O princípio do “não prejudicar significativamente” impõe que intervenientes do mercado financeiro europeu, ao desenvolverem e comercializarem produtos classificados como investimentos sustentáveis, devem assegurar que os ativos que integram seus portfolios contribuam para a consecução de um ou mais dos objetivos acima citados e, ao mesmo tempo, não gerem prejuízos a nenhum deles. As diretrizes técnicas para realização de tais análises, ao menos no que concerne aos objetivos de mitigação e adaptação das mudanças climáticas, já estão dispostas no Regulamento Delegado 2021/2139 da Comissão Europeia. 

Em fevereiro deste ano, a Comissão Europeia também editou a Comunicação 2021/C 58/01, que estabelece as orientações técnicas para a aplicação do princípio do “não prejudicar significativamente” no âmbito do Mecanismo de Recuperação e Resiliência – instrumento orientador do financiamento das reformas e investimentos nos Estados-Membros da União Europeia, desde o início da pandemia da Covid-19 até 2026. 

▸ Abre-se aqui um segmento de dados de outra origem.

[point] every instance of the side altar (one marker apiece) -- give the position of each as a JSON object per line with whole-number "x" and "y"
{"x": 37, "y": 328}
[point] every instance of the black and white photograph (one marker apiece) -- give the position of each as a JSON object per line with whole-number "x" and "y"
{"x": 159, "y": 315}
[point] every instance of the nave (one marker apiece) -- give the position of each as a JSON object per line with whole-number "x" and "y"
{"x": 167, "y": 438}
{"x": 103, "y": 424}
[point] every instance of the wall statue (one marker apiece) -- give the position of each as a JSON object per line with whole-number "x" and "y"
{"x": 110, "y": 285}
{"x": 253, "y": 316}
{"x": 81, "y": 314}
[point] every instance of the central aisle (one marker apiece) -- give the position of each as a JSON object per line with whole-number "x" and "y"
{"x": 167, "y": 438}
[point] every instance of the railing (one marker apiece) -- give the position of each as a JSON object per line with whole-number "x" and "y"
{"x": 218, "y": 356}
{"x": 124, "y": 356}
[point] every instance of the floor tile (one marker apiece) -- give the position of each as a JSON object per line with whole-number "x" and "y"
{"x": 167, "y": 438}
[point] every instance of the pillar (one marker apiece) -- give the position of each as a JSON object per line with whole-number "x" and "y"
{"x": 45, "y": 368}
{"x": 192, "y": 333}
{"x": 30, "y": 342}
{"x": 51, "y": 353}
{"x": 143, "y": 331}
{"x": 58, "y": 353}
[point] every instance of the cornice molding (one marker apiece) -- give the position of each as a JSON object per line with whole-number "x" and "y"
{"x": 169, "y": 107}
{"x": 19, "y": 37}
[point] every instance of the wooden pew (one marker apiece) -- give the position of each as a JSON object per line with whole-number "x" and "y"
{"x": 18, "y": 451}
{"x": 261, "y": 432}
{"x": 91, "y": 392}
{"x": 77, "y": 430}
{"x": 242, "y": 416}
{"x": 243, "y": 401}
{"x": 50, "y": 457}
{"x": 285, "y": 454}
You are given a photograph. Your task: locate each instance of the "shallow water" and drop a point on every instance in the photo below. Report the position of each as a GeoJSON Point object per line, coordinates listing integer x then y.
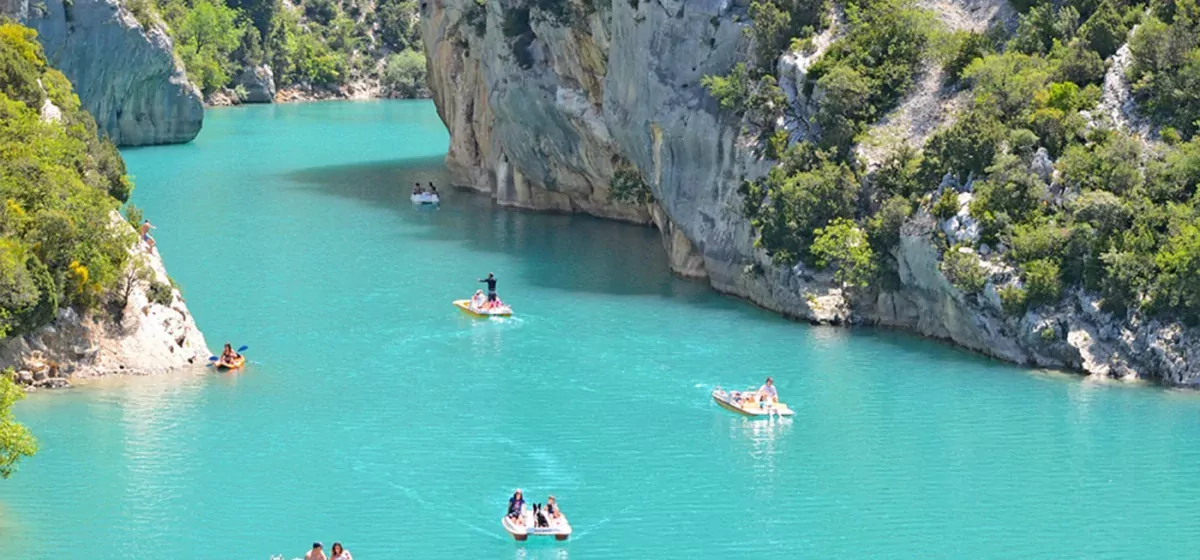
{"type": "Point", "coordinates": [376, 414]}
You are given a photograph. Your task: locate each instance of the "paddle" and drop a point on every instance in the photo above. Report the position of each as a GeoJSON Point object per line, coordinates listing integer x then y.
{"type": "Point", "coordinates": [244, 348]}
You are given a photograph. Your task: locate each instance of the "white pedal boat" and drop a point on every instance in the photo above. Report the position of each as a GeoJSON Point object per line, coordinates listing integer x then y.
{"type": "Point", "coordinates": [521, 529]}
{"type": "Point", "coordinates": [425, 198]}
{"type": "Point", "coordinates": [743, 403]}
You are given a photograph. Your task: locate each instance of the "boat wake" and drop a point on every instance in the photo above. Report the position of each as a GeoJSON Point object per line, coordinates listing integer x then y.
{"type": "Point", "coordinates": [439, 510]}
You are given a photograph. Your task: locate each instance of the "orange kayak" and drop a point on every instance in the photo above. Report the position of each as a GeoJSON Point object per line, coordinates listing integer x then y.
{"type": "Point", "coordinates": [237, 363]}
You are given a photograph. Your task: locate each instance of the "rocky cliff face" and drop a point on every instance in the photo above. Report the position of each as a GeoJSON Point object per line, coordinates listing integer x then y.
{"type": "Point", "coordinates": [541, 113]}
{"type": "Point", "coordinates": [149, 337]}
{"type": "Point", "coordinates": [125, 74]}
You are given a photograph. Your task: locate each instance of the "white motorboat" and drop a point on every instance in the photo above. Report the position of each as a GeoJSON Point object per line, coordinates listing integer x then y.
{"type": "Point", "coordinates": [526, 525]}
{"type": "Point", "coordinates": [425, 198]}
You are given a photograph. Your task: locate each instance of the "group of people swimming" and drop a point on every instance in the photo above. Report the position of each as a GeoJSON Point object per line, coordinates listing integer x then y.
{"type": "Point", "coordinates": [336, 553]}
{"type": "Point", "coordinates": [544, 515]}
{"type": "Point", "coordinates": [418, 190]}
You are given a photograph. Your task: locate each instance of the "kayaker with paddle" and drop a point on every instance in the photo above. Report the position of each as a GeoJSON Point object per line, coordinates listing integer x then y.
{"type": "Point", "coordinates": [768, 397]}
{"type": "Point", "coordinates": [491, 287]}
{"type": "Point", "coordinates": [228, 355]}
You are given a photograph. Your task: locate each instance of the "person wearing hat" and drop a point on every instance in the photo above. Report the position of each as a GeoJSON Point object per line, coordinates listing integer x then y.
{"type": "Point", "coordinates": [317, 553]}
{"type": "Point", "coordinates": [340, 553]}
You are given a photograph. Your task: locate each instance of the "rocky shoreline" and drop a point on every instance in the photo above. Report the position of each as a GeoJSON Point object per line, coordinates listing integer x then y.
{"type": "Point", "coordinates": [145, 336]}
{"type": "Point", "coordinates": [546, 130]}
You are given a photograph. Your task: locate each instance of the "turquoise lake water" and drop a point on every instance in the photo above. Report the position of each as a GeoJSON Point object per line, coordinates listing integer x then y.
{"type": "Point", "coordinates": [376, 414]}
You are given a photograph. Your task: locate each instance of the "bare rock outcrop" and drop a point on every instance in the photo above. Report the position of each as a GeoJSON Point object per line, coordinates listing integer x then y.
{"type": "Point", "coordinates": [541, 113]}
{"type": "Point", "coordinates": [126, 76]}
{"type": "Point", "coordinates": [142, 337]}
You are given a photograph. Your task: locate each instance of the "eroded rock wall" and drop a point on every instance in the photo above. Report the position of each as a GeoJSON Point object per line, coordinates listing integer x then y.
{"type": "Point", "coordinates": [126, 76]}
{"type": "Point", "coordinates": [540, 118]}
{"type": "Point", "coordinates": [144, 337]}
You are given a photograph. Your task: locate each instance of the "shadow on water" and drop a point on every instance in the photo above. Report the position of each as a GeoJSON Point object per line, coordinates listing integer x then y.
{"type": "Point", "coordinates": [565, 252]}
{"type": "Point", "coordinates": [597, 256]}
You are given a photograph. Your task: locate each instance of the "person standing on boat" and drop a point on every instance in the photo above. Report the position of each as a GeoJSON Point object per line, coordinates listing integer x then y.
{"type": "Point", "coordinates": [767, 392]}
{"type": "Point", "coordinates": [491, 287]}
{"type": "Point", "coordinates": [516, 505]}
{"type": "Point", "coordinates": [316, 553]}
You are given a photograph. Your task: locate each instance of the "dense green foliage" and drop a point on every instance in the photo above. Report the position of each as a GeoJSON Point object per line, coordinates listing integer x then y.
{"type": "Point", "coordinates": [1119, 216]}
{"type": "Point", "coordinates": [843, 246]}
{"type": "Point", "coordinates": [963, 269]}
{"type": "Point", "coordinates": [318, 43]}
{"type": "Point", "coordinates": [405, 73]}
{"type": "Point", "coordinates": [16, 441]}
{"type": "Point", "coordinates": [59, 184]}
{"type": "Point", "coordinates": [868, 71]}
{"type": "Point", "coordinates": [628, 186]}
{"type": "Point", "coordinates": [1167, 66]}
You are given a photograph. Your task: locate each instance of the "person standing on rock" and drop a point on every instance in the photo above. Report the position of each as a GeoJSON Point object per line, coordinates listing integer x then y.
{"type": "Point", "coordinates": [491, 287]}
{"type": "Point", "coordinates": [145, 234]}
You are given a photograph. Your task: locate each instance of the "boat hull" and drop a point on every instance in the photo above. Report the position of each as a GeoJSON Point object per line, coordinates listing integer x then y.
{"type": "Point", "coordinates": [725, 401]}
{"type": "Point", "coordinates": [465, 305]}
{"type": "Point", "coordinates": [522, 529]}
{"type": "Point", "coordinates": [238, 363]}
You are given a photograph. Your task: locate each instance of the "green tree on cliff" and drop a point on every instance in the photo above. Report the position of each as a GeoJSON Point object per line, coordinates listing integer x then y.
{"type": "Point", "coordinates": [207, 34]}
{"type": "Point", "coordinates": [16, 441]}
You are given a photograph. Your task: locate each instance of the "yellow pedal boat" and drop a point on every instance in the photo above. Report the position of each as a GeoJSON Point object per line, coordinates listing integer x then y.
{"type": "Point", "coordinates": [498, 311]}
{"type": "Point", "coordinates": [743, 403]}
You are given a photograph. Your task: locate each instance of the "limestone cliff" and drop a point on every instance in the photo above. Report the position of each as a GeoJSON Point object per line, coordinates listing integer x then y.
{"type": "Point", "coordinates": [125, 74]}
{"type": "Point", "coordinates": [541, 113]}
{"type": "Point", "coordinates": [144, 336]}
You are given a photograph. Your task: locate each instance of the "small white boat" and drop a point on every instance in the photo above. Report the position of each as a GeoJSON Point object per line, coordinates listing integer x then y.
{"type": "Point", "coordinates": [744, 403]}
{"type": "Point", "coordinates": [425, 198]}
{"type": "Point", "coordinates": [523, 527]}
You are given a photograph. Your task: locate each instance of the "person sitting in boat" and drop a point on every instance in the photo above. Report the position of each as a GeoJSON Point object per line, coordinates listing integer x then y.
{"type": "Point", "coordinates": [228, 355]}
{"type": "Point", "coordinates": [516, 505]}
{"type": "Point", "coordinates": [767, 393]}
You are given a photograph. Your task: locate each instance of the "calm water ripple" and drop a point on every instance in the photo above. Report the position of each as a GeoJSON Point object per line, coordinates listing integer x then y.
{"type": "Point", "coordinates": [377, 415]}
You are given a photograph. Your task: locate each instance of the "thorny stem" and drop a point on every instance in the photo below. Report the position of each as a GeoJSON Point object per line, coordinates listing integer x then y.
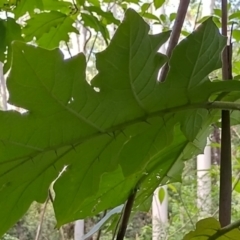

Com efeito, a criação de tal princípio decorre, nitidamente, do reconhecimento de que apenas a promoção de medidas positivas não se mostra satisfatória para garantir a transição para uma economia segura, com impacto neutro no clima, resiliente às alterações climáticas e mais eficiente na utilização de recursos, e ainda circular. Sua inserção no Direito Econômico-Financeiro, por sua vez, está vinculada ao entendimento claro da necessidade de se orientar os fluxos de capital para empreendimentos que sejam capazes de gerar um crescimento sustentável e inclusivo.

A despeito das diferenças ecológicas, econômicas e regulatórias entre o Brasil e os países que integram a União Europeia, e ainda que o princípio de “não prejudicar significativamente” não integre a legislação brasileira, é provável que muitas empresas com sede naquele bloco, que já detêm e/ou que pretendam ampliar sua participação em ativos em nosso território, passem a contribuir para que novos empreendimentos e produtos financeiros atendam aos critérios estabelecidos por tal princípio, mesmo que voluntariamente, com vistas a serem elegíveis para classificação como investimentos sustentáveis. 

A par dos inegáveis avanços propostos pela B3, ainda assim se faz necessário que o mercado continue aprimorando os processos regulatórios na direção do que vem sendo feito no ambiente internacional. 

(*) Artigo publicado no dia 07.09.2022 no Jornal Valor Econômico – Práticas ESG.